Jellyfin is a free, open-source media server that lets you organize and stream your personal collection of movies, TV shows, music, and photos to any device. It solves the problem of wanting a Netflix-like experience for media you already own, without paying a monthly subscription or sending your data to a company's servers. You host Jellyfin yourself on a computer or home server, and it then streams your content to phones, tablets, smart TVs, and computers through dedicated apps. The server works by scanning your media library, fetching metadata (titles, cover art, descriptions, ratings) from online databases, and then transcoding, converting, video and audio files into formats that any device can play. Transcoding is handled using FFmpeg, a widely used open-source media processing tool. The server exposes a REST API (a web interface that apps can talk to), and separate client applications connect to this API to present your library with a clean browsing interface. Everything runs on your own hardware, so your viewing habits stay private.
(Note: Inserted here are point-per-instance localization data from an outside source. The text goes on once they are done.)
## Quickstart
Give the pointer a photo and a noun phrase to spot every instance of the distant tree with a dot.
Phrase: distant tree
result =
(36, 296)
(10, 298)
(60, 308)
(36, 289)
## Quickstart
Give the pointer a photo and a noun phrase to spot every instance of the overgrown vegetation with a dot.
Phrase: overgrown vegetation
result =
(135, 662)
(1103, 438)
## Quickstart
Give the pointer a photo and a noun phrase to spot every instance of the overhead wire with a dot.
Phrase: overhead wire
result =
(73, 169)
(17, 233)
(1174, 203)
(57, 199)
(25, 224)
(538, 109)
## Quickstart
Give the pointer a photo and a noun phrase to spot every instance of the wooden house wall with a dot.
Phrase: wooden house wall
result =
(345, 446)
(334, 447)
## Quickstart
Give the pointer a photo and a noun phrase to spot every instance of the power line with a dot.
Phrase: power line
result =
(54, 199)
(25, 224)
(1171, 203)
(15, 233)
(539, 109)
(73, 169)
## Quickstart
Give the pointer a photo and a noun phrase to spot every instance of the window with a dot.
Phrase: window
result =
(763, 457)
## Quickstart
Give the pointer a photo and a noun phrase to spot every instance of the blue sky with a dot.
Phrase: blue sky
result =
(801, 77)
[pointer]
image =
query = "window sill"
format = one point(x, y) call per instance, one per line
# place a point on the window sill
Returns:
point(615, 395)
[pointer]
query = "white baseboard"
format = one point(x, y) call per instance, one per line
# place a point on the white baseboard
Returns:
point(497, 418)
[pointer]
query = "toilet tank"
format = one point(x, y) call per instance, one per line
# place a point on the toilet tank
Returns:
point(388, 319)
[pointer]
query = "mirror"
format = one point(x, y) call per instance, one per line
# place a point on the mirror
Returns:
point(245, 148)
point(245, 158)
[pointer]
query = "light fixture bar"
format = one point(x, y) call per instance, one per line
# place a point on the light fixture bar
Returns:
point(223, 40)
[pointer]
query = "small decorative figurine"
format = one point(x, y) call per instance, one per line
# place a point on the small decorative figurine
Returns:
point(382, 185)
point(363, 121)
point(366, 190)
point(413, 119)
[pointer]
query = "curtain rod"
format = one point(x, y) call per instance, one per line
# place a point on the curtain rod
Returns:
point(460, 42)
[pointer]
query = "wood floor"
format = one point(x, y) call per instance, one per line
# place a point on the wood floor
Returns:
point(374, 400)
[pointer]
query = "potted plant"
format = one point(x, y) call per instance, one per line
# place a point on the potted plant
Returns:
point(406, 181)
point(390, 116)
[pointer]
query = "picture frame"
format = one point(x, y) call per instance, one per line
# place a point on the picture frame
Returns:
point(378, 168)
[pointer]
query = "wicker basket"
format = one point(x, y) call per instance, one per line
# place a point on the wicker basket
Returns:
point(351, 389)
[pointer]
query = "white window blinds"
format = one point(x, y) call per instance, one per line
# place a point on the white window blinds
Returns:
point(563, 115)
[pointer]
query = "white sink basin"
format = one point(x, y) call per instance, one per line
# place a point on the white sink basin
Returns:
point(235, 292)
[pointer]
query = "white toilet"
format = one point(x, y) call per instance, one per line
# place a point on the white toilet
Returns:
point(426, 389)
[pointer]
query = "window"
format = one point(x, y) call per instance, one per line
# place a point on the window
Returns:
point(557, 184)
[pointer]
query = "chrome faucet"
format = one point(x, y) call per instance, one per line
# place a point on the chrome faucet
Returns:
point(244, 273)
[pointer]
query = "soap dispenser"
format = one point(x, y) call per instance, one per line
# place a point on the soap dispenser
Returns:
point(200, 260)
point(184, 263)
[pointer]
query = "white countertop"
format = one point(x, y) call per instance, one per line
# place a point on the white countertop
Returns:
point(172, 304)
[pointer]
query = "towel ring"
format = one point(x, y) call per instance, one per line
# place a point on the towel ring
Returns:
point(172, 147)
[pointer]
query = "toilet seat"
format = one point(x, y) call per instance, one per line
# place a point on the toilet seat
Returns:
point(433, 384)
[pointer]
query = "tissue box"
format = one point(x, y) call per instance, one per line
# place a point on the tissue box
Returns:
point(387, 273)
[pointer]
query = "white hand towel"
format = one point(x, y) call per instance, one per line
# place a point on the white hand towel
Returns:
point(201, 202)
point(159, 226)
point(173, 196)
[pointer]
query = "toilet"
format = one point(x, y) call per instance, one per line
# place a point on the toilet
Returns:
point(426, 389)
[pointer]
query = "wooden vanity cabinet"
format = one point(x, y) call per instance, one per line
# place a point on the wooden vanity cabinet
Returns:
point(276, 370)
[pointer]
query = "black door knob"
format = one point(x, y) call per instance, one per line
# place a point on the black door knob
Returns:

You would use Jellyfin if you have a large collection of downloaded or ripped media and want to access it from anywhere in your home or over the internet, without paying for Plex Premium or Emby Premiere. It is a direct free alternative to both. It is also popular with home lab enthusiasts who want full control over their media setup. Jellyfin originated as a fork of Emby (a similar proprietary product) when Emby moved to a closed-source model. The project is community-run with no paid tiers. The tech stack is C# running on the .NET platform (currently .NET 9), which gives it cross-platform support on Windows, Linux, and macOS. Docker is the most common deployment method, and the server also depends on FFmpeg for media processing.
Generated 2026-05-18 · Model: sonnet-4-6 · Verify against the repo before relying on details.